Using the built-in middleware chain

For middleware that needs to intercept and forward actions sequentially, use PrismMiddlewareChain with PrismChainableMiddleware conformances.
let chain = PrismMiddlewareChain()
    .add(PrismLoggingMiddleware())
    .add(PrismThrottleMiddleware(interval: .milliseconds(500)))

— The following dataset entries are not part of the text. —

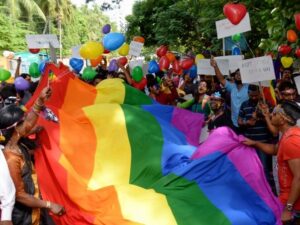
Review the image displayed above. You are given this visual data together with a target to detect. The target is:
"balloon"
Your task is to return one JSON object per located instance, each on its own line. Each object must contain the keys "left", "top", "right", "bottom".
{"left": 281, "top": 57, "right": 294, "bottom": 68}
{"left": 39, "top": 61, "right": 47, "bottom": 73}
{"left": 156, "top": 45, "right": 168, "bottom": 58}
{"left": 103, "top": 32, "right": 125, "bottom": 51}
{"left": 295, "top": 13, "right": 300, "bottom": 31}
{"left": 132, "top": 66, "right": 143, "bottom": 82}
{"left": 287, "top": 30, "right": 298, "bottom": 43}
{"left": 232, "top": 33, "right": 241, "bottom": 42}
{"left": 70, "top": 58, "right": 84, "bottom": 72}
{"left": 29, "top": 62, "right": 41, "bottom": 78}
{"left": 133, "top": 36, "right": 145, "bottom": 43}
{"left": 278, "top": 45, "right": 292, "bottom": 55}
{"left": 159, "top": 56, "right": 170, "bottom": 71}
{"left": 108, "top": 59, "right": 119, "bottom": 72}
{"left": 223, "top": 3, "right": 247, "bottom": 25}
{"left": 0, "top": 68, "right": 11, "bottom": 81}
{"left": 166, "top": 52, "right": 176, "bottom": 62}
{"left": 14, "top": 77, "right": 30, "bottom": 91}
{"left": 189, "top": 65, "right": 197, "bottom": 79}
{"left": 118, "top": 43, "right": 129, "bottom": 56}
{"left": 80, "top": 41, "right": 104, "bottom": 59}
{"left": 180, "top": 58, "right": 194, "bottom": 70}
{"left": 90, "top": 55, "right": 103, "bottom": 67}
{"left": 172, "top": 60, "right": 181, "bottom": 74}
{"left": 196, "top": 54, "right": 205, "bottom": 60}
{"left": 295, "top": 48, "right": 300, "bottom": 58}
{"left": 118, "top": 57, "right": 128, "bottom": 66}
{"left": 232, "top": 46, "right": 241, "bottom": 55}
{"left": 102, "top": 24, "right": 111, "bottom": 34}
{"left": 29, "top": 48, "right": 40, "bottom": 54}
{"left": 148, "top": 60, "right": 160, "bottom": 73}
{"left": 104, "top": 49, "right": 110, "bottom": 54}
{"left": 82, "top": 66, "right": 96, "bottom": 81}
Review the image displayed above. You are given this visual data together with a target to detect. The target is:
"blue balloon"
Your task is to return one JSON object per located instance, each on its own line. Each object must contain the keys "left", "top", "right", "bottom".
{"left": 148, "top": 60, "right": 159, "bottom": 74}
{"left": 70, "top": 58, "right": 84, "bottom": 73}
{"left": 189, "top": 65, "right": 197, "bottom": 79}
{"left": 103, "top": 32, "right": 125, "bottom": 51}
{"left": 232, "top": 46, "right": 241, "bottom": 55}
{"left": 38, "top": 61, "right": 47, "bottom": 73}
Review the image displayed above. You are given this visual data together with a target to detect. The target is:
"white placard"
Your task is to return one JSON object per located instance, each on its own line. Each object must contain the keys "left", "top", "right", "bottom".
{"left": 26, "top": 34, "right": 60, "bottom": 49}
{"left": 215, "top": 13, "right": 251, "bottom": 39}
{"left": 129, "top": 41, "right": 144, "bottom": 57}
{"left": 239, "top": 56, "right": 275, "bottom": 84}
{"left": 294, "top": 76, "right": 300, "bottom": 94}
{"left": 71, "top": 45, "right": 81, "bottom": 59}
{"left": 197, "top": 59, "right": 229, "bottom": 75}
{"left": 129, "top": 58, "right": 144, "bottom": 73}
{"left": 215, "top": 55, "right": 244, "bottom": 73}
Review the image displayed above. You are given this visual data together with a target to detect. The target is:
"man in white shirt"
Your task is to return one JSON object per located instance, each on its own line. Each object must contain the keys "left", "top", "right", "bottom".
{"left": 0, "top": 145, "right": 15, "bottom": 225}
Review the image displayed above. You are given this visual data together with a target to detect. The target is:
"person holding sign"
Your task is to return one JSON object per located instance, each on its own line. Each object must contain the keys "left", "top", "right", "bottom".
{"left": 211, "top": 57, "right": 249, "bottom": 133}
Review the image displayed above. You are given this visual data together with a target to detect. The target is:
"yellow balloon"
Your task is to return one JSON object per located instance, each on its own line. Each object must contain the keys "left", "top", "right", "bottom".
{"left": 80, "top": 41, "right": 104, "bottom": 59}
{"left": 118, "top": 43, "right": 129, "bottom": 56}
{"left": 196, "top": 54, "right": 205, "bottom": 60}
{"left": 281, "top": 56, "right": 294, "bottom": 68}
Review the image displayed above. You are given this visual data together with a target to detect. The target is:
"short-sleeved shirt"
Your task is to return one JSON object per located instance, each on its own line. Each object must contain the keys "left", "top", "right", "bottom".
{"left": 225, "top": 81, "right": 249, "bottom": 127}
{"left": 277, "top": 127, "right": 300, "bottom": 210}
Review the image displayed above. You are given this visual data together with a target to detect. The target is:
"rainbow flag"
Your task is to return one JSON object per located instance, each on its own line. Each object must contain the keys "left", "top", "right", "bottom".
{"left": 28, "top": 63, "right": 281, "bottom": 225}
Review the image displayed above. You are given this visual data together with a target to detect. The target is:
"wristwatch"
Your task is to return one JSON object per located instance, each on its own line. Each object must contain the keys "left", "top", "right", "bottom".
{"left": 286, "top": 203, "right": 293, "bottom": 211}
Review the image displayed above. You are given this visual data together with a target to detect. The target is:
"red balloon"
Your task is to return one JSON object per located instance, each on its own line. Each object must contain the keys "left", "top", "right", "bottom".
{"left": 295, "top": 13, "right": 300, "bottom": 31}
{"left": 287, "top": 30, "right": 298, "bottom": 43}
{"left": 156, "top": 45, "right": 168, "bottom": 58}
{"left": 278, "top": 45, "right": 292, "bottom": 55}
{"left": 223, "top": 3, "right": 247, "bottom": 25}
{"left": 295, "top": 48, "right": 300, "bottom": 58}
{"left": 180, "top": 58, "right": 194, "bottom": 70}
{"left": 29, "top": 48, "right": 40, "bottom": 54}
{"left": 104, "top": 49, "right": 110, "bottom": 54}
{"left": 118, "top": 57, "right": 128, "bottom": 66}
{"left": 172, "top": 60, "right": 181, "bottom": 74}
{"left": 159, "top": 56, "right": 170, "bottom": 71}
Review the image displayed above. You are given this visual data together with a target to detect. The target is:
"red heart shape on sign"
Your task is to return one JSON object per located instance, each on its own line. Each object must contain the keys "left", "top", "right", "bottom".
{"left": 223, "top": 3, "right": 247, "bottom": 25}
{"left": 295, "top": 13, "right": 300, "bottom": 31}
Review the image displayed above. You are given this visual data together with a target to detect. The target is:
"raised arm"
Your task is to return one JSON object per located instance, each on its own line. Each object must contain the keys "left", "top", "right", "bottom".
{"left": 210, "top": 57, "right": 226, "bottom": 87}
{"left": 118, "top": 61, "right": 133, "bottom": 85}
{"left": 243, "top": 138, "right": 278, "bottom": 155}
{"left": 14, "top": 57, "right": 21, "bottom": 77}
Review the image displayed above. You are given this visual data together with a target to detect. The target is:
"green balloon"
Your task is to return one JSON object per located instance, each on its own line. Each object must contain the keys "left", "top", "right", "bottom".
{"left": 156, "top": 76, "right": 161, "bottom": 84}
{"left": 0, "top": 68, "right": 11, "bottom": 81}
{"left": 29, "top": 62, "right": 41, "bottom": 78}
{"left": 232, "top": 33, "right": 241, "bottom": 42}
{"left": 82, "top": 66, "right": 96, "bottom": 81}
{"left": 132, "top": 66, "right": 143, "bottom": 82}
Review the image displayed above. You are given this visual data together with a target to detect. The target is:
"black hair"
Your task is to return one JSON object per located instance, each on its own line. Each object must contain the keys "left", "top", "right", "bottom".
{"left": 28, "top": 81, "right": 39, "bottom": 95}
{"left": 281, "top": 100, "right": 300, "bottom": 125}
{"left": 146, "top": 74, "right": 158, "bottom": 88}
{"left": 278, "top": 81, "right": 296, "bottom": 92}
{"left": 20, "top": 73, "right": 30, "bottom": 79}
{"left": 0, "top": 85, "right": 16, "bottom": 100}
{"left": 0, "top": 104, "right": 25, "bottom": 145}
{"left": 248, "top": 84, "right": 259, "bottom": 93}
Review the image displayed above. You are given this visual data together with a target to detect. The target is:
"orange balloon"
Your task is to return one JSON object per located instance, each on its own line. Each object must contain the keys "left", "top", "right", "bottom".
{"left": 287, "top": 30, "right": 298, "bottom": 43}
{"left": 133, "top": 36, "right": 145, "bottom": 43}
{"left": 166, "top": 52, "right": 176, "bottom": 62}
{"left": 90, "top": 55, "right": 103, "bottom": 67}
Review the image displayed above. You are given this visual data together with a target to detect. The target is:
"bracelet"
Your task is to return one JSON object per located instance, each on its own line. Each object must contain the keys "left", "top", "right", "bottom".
{"left": 46, "top": 201, "right": 51, "bottom": 209}
{"left": 31, "top": 108, "right": 40, "bottom": 115}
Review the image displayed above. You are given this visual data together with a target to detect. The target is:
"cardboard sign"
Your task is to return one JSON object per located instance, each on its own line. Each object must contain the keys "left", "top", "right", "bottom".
{"left": 215, "top": 55, "right": 244, "bottom": 73}
{"left": 239, "top": 56, "right": 275, "bottom": 83}
{"left": 26, "top": 34, "right": 60, "bottom": 49}
{"left": 197, "top": 59, "right": 229, "bottom": 75}
{"left": 294, "top": 75, "right": 300, "bottom": 95}
{"left": 129, "top": 41, "right": 144, "bottom": 57}
{"left": 215, "top": 13, "right": 251, "bottom": 39}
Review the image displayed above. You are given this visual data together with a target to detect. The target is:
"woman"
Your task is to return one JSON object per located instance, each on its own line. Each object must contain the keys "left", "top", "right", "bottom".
{"left": 0, "top": 87, "right": 65, "bottom": 225}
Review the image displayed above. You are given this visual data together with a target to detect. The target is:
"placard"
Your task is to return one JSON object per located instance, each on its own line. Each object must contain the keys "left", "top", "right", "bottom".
{"left": 215, "top": 55, "right": 244, "bottom": 73}
{"left": 26, "top": 34, "right": 60, "bottom": 49}
{"left": 71, "top": 45, "right": 81, "bottom": 59}
{"left": 215, "top": 13, "right": 251, "bottom": 39}
{"left": 197, "top": 59, "right": 229, "bottom": 75}
{"left": 294, "top": 75, "right": 300, "bottom": 95}
{"left": 129, "top": 41, "right": 144, "bottom": 57}
{"left": 239, "top": 56, "right": 275, "bottom": 83}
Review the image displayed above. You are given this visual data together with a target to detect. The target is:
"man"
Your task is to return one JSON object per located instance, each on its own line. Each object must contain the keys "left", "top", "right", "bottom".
{"left": 211, "top": 58, "right": 249, "bottom": 133}
{"left": 244, "top": 101, "right": 300, "bottom": 224}
{"left": 0, "top": 145, "right": 15, "bottom": 225}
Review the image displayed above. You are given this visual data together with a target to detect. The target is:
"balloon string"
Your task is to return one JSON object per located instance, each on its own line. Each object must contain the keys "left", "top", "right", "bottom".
{"left": 242, "top": 35, "right": 256, "bottom": 57}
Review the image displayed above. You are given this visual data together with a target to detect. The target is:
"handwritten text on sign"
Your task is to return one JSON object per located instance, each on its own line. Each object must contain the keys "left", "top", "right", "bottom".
{"left": 239, "top": 56, "right": 275, "bottom": 83}
{"left": 215, "top": 13, "right": 251, "bottom": 39}
{"left": 129, "top": 41, "right": 144, "bottom": 57}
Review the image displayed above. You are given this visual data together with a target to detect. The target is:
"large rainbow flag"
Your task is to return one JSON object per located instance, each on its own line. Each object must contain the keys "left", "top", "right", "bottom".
{"left": 27, "top": 63, "right": 282, "bottom": 225}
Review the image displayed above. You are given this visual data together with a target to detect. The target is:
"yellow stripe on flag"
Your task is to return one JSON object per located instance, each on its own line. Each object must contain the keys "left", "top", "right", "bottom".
{"left": 95, "top": 78, "right": 125, "bottom": 104}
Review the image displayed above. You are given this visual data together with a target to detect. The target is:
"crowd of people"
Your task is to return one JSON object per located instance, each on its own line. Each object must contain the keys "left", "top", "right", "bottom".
{"left": 0, "top": 54, "right": 300, "bottom": 225}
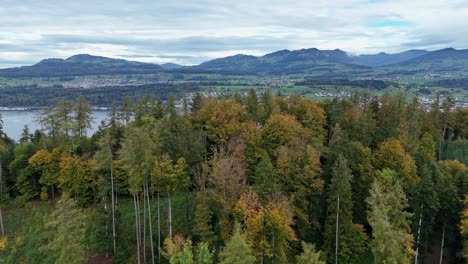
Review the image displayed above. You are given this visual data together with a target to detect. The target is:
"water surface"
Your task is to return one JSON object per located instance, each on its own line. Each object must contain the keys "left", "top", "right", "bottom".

let middlewares = chain.build()
PrismLoggingMiddleware prints [PrismMiddleware] Action: … | State: … for every dispatched action. PrismThrottleMiddleware silently drops duplicate actions that arrive within the configured interval.

Scoping stores

Use store.scope(state:action:) to derive a child store from a parent. The child stays synchronized with the parent — actions sent to the child are lifted into parent actions, and parent state changes propagate back automatically.
// Parent feature
struct AppState: Sendable, Equatable {
    var counter: CounterState = .init()
}

enum AppAction: Sendable {
    case counter(CounterAction)
}

// Derive a CounterState / CounterAction child store
let counterStore: PrismStore<CounterState, CounterAction> = appStore.scope(
    state: \.counter,
    action: AppAction.counter
)
Three scope overloads are available:
OverloadWhen to use
scope(state:action:) — closureFull control over state projection and action lifting.
scope(state:action:) — key pathSelects state with a key path; lifts actions with a closure.
scope(state:) — key path onlySelects state with a key path; actions pass through unchanged.
// Key path + closure
let child = appStore.scope(
    state: \.counter,
    action: AppAction.counter
)

// Key path only (same action type)
let subStore = appStore.scope(state: \.counter)
Child stores hold a weak reference to their parent. If the parent store is deallocated, actions sent to the child are silently dropped.

Cancelling effects

Call store.cancelEffects() to immediately cancel all in-flight effect tasks managed by the store. This is useful when a view disappears and you want to stop any pending network requests.